Low Power E5 Development Kit (How to get uA level STOP2 consumption)?

Hi All,

I can’t for the life of me figure out how to get the Lora E5 Dev Kit board to achieve the low power consumption I’m expecting when sending the chip into low power STOP2 mode.

I am developing a custom STM32Cube application for the devkit board based on the example code and wiki instructions and powering the dev kit board via the USB-C port.

Instead of expected 10s of uA I am always seeing a minimum current consumption of about 4-5 mA while in STOP2, even when using the highly simplified LowPower example project or a new project with no chip configuration other than going into STOP2 at boot.

One clue I have noticed, consumption is a bit lower on my meter when connecting the board via a USB 2.0 micro-B cable than when connected via a USB 3.1 C cable.
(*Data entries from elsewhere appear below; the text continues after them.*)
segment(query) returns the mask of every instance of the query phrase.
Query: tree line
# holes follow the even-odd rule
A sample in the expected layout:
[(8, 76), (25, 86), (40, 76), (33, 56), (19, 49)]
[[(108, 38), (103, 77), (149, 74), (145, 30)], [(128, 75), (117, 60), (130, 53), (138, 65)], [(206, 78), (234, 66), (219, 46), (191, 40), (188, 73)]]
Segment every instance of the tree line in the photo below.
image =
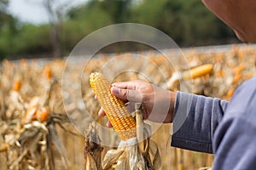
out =
[(233, 31), (198, 0), (90, 0), (64, 12), (52, 8), (54, 1), (45, 0), (44, 8), (55, 20), (37, 26), (20, 22), (7, 10), (8, 0), (0, 0), (1, 59), (67, 55), (86, 35), (124, 22), (154, 26), (181, 47), (237, 42)]

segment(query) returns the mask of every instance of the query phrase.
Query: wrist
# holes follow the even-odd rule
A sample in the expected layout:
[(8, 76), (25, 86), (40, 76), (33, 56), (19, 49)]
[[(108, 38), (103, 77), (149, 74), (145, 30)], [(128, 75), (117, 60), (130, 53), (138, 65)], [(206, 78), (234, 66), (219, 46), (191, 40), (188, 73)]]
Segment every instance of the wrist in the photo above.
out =
[(173, 114), (174, 114), (174, 105), (176, 100), (176, 92), (169, 91), (169, 97), (170, 97), (170, 107), (168, 110), (167, 116), (166, 118), (166, 123), (171, 123), (173, 121)]

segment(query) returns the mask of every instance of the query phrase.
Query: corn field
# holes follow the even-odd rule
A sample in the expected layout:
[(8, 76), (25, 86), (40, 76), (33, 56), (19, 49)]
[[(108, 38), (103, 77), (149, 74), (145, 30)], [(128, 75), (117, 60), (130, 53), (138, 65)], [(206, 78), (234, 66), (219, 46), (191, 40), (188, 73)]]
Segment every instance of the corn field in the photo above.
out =
[[(184, 80), (184, 84), (192, 83), (191, 92), (205, 96), (230, 99), (236, 88), (247, 79), (256, 76), (256, 48), (251, 45), (233, 45), (224, 50), (184, 49), (189, 63), (184, 65), (170, 65), (166, 59), (154, 51), (138, 52), (148, 58), (145, 60), (122, 54), (123, 62), (108, 66), (104, 74), (114, 77), (112, 82), (141, 79), (163, 86), (166, 79), (159, 75), (160, 68), (166, 77), (171, 78), (175, 71), (185, 71), (206, 64), (213, 65), (212, 71), (202, 76)], [(170, 55), (174, 55), (170, 52)], [(100, 106), (94, 99), (89, 84), (91, 72), (99, 71), (116, 54), (97, 54), (84, 70), (83, 76), (74, 74), (75, 67), (65, 68), (65, 60), (3, 60), (0, 67), (0, 169), (85, 169), (84, 159), (84, 132), (91, 123), (90, 113), (96, 122), (106, 126), (107, 119), (99, 117)], [(137, 71), (118, 72), (116, 67), (132, 68)], [(152, 64), (153, 63), (153, 64)], [(177, 62), (178, 63), (178, 62)], [(74, 65), (81, 65), (78, 60)], [(68, 65), (67, 65), (68, 66)], [(129, 67), (129, 65), (128, 65)], [(68, 105), (63, 105), (63, 94), (68, 98), (70, 92), (61, 91), (62, 73), (66, 69), (70, 81), (70, 91), (77, 89), (75, 79), (80, 78), (82, 99)], [(105, 69), (107, 71), (107, 69)], [(140, 73), (143, 71), (143, 74)], [(146, 76), (145, 76), (146, 75)], [(148, 75), (148, 76), (147, 76)], [(178, 83), (168, 87), (177, 91)], [(66, 89), (67, 90), (67, 89)], [(81, 105), (85, 107), (81, 107)], [(81, 117), (83, 126), (77, 128), (70, 122), (66, 112)], [(159, 149), (160, 169), (204, 169), (211, 167), (213, 156), (171, 147), (172, 124), (159, 125), (151, 137)], [(80, 131), (79, 132), (78, 131)], [(86, 135), (85, 135), (86, 136)], [(113, 139), (115, 133), (101, 136)], [(102, 154), (110, 147), (102, 145)]]

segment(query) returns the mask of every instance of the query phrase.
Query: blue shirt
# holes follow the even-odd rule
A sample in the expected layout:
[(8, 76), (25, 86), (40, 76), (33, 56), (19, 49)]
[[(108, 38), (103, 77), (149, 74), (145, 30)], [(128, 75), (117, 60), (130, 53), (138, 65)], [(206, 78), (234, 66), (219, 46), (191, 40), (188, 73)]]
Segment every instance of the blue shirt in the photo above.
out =
[(230, 102), (177, 92), (172, 145), (214, 153), (213, 169), (256, 169), (256, 77)]

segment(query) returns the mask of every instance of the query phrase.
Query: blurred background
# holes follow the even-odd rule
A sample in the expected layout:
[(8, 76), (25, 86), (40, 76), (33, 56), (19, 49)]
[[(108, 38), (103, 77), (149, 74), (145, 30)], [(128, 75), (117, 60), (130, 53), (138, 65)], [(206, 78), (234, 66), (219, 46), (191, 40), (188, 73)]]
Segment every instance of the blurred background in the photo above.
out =
[[(125, 42), (102, 48), (87, 63), (82, 77), (78, 74), (79, 68), (84, 66), (81, 59), (74, 60), (74, 66), (66, 65), (65, 57), (85, 36), (125, 22), (151, 26), (169, 35), (183, 48), (189, 68), (181, 64), (173, 68), (152, 48), (142, 43), (131, 47)], [(0, 0), (0, 169), (86, 169), (83, 152), (90, 153), (84, 144), (90, 133), (83, 133), (84, 139), (66, 112), (81, 116), (87, 126), (90, 123), (84, 114), (88, 110), (105, 127), (107, 119), (97, 115), (100, 105), (85, 75), (99, 71), (125, 50), (137, 50), (148, 60), (134, 62), (132, 54), (127, 53), (119, 65), (131, 64), (156, 85), (166, 82), (155, 66), (171, 80), (176, 71), (185, 72), (210, 64), (210, 72), (193, 79), (192, 93), (230, 100), (242, 82), (256, 75), (256, 46), (237, 43), (233, 31), (200, 0)], [(173, 62), (178, 63), (177, 53), (166, 50), (175, 57)], [(110, 66), (104, 74), (118, 75), (115, 82), (144, 80), (140, 71), (116, 74), (117, 65)], [(64, 69), (68, 88), (61, 91)], [(80, 79), (82, 89), (77, 81)], [(183, 82), (191, 85), (190, 80)], [(179, 88), (177, 83), (166, 88), (176, 91)], [(62, 94), (70, 99), (75, 90), (81, 91), (83, 99), (74, 96), (64, 108)], [(81, 107), (83, 103), (86, 110)], [(212, 155), (171, 147), (172, 124), (161, 125), (157, 132), (151, 138), (159, 148), (160, 169), (211, 167)], [(117, 142), (117, 138), (111, 134), (109, 139)], [(102, 147), (100, 158), (112, 149)]]
[(238, 42), (198, 0), (0, 0), (0, 59), (60, 58), (86, 35), (124, 22), (154, 26), (179, 47)]

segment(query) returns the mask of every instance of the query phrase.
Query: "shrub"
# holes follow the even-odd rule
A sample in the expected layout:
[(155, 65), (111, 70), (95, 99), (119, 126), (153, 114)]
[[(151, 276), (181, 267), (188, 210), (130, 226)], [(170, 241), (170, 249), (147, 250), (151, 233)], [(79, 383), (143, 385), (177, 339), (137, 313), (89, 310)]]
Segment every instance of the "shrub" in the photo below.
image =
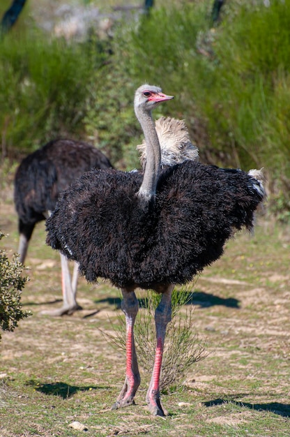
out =
[(96, 40), (69, 43), (40, 30), (0, 45), (0, 126), (10, 150), (31, 151), (56, 137), (78, 137), (88, 82), (107, 52)]
[[(152, 372), (156, 334), (154, 313), (161, 295), (148, 291), (142, 302), (136, 318), (134, 337), (138, 362), (147, 375)], [(174, 288), (172, 292), (172, 318), (167, 325), (160, 376), (160, 390), (163, 392), (171, 387), (181, 385), (183, 378), (194, 362), (204, 359), (207, 353), (195, 332), (192, 316), (193, 306), (189, 304), (185, 312), (183, 305), (191, 299), (186, 287)], [(113, 347), (125, 352), (125, 320), (123, 315), (118, 318), (118, 325), (112, 323), (113, 335), (102, 332)]]
[[(3, 237), (0, 231), (0, 239)], [(20, 302), (21, 291), (28, 281), (21, 276), (22, 269), (16, 255), (10, 261), (6, 251), (0, 249), (0, 327), (3, 331), (14, 331), (19, 320), (30, 316), (30, 312), (22, 311)]]

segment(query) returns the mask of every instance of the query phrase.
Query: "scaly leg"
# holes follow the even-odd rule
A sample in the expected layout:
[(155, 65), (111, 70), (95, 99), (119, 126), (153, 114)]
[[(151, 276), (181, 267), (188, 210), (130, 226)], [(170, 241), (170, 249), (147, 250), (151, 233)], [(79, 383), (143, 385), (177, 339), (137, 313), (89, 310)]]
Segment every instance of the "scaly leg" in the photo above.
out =
[(122, 294), (122, 310), (125, 313), (126, 320), (126, 376), (120, 394), (112, 407), (112, 410), (134, 404), (135, 393), (140, 385), (140, 374), (134, 341), (134, 323), (138, 312), (138, 301), (134, 291), (123, 288)]
[(171, 320), (171, 293), (174, 288), (174, 285), (170, 285), (166, 288), (162, 292), (160, 303), (156, 308), (155, 313), (157, 339), (156, 352), (151, 380), (146, 397), (149, 411), (155, 416), (168, 415), (168, 412), (161, 403), (159, 384), (166, 327)]

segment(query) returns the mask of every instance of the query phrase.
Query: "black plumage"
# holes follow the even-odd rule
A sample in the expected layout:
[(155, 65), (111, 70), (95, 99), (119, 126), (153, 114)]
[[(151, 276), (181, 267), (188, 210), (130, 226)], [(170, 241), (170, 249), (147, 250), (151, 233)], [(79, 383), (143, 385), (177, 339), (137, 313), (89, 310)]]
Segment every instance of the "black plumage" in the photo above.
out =
[[(15, 177), (14, 199), (18, 214), (20, 261), (24, 262), (36, 224), (54, 209), (60, 193), (84, 172), (112, 165), (96, 147), (80, 141), (56, 140), (28, 155)], [(61, 316), (80, 308), (75, 295), (77, 266), (72, 280), (66, 259), (61, 258), (63, 302), (61, 309), (47, 313)]]
[(20, 163), (15, 177), (14, 200), (20, 232), (29, 237), (34, 225), (54, 209), (61, 191), (91, 168), (112, 168), (93, 146), (72, 140), (50, 141)]
[[(63, 193), (47, 221), (47, 244), (77, 261), (89, 281), (100, 276), (121, 288), (126, 376), (113, 409), (133, 403), (140, 384), (134, 341), (138, 311), (135, 289), (162, 293), (155, 315), (156, 351), (146, 394), (150, 411), (159, 415), (167, 413), (159, 381), (174, 285), (190, 281), (218, 259), (234, 230), (250, 228), (264, 195), (257, 170), (246, 173), (179, 159), (179, 163), (162, 168), (151, 111), (172, 98), (147, 84), (136, 91), (135, 110), (146, 140), (144, 173), (91, 170)], [(171, 158), (174, 149), (168, 154)]]

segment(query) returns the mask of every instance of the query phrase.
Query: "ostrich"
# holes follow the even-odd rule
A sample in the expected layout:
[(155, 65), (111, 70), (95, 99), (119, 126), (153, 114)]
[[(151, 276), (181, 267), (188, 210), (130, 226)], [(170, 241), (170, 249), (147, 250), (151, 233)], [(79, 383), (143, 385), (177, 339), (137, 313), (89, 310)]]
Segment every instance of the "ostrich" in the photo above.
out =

At first I thought maybe the built in radio is not being disabled in STOP2 (the SX126X) but even when asserting LOW on PA4 and PA5 RF control pins there is no change. To minimize consumption I have removed the 5V and 3.3V enable jumpers to ensure there is no power to the onboard RS485 transceiver and IIC temperature sensor (though this had no measurable effect on consumption). Connecting or disconnecting the ST-Link debugger has a small effect, a few 10s of uA but still board consumption is over 4mA overall.

Maybe the CP2102N USB->TTL chip is consuming this power somehow even though there is no active serial connection (I am seeing this even when connecting via a cable with no D+/D- data lines). If so, it’s confusing because the low power example in the Wiki shows the E5 Mini board connected via USB through a meter achieving <1mA power levels, and that board also uses the CP2102N.

Any ideas? Thanks for any help!

Quick update, this does appear to somehow have to do with the current consumption of the CP2102N chip, even when D+/D- are disconnected and UART is not initialized (pins are high-Z).

When connecting to the battery terminal J5, power consumption while in STOP2 is less than 10uA. ~125mA when transmitting and ~4-5mA when receiving, exactly as expected!

From the CP2102N datasheet, it seems this chip should consume about 195uA when in USB suspend but may consume up to 9mA at 115200 baud or up to 14mA at 3 Mbaud, fairly close to what I am seeing. Not sure why the chip wouldn’t be in USB suspend state when no data lines are present, but will need to dig into the datasheet more. This still doesn’t explain how the E5 mini wiki example can achieve <1mA power consumption when powering through the CP2102N chip.

Sure enough if I put the host PC to sleep so that the suspend signal sequence is sent on the USB bus the board power consumption drops to about 350uA, which is pretty close to what would be expected when the CP2102N is in SUSPEND state rather than normal operation.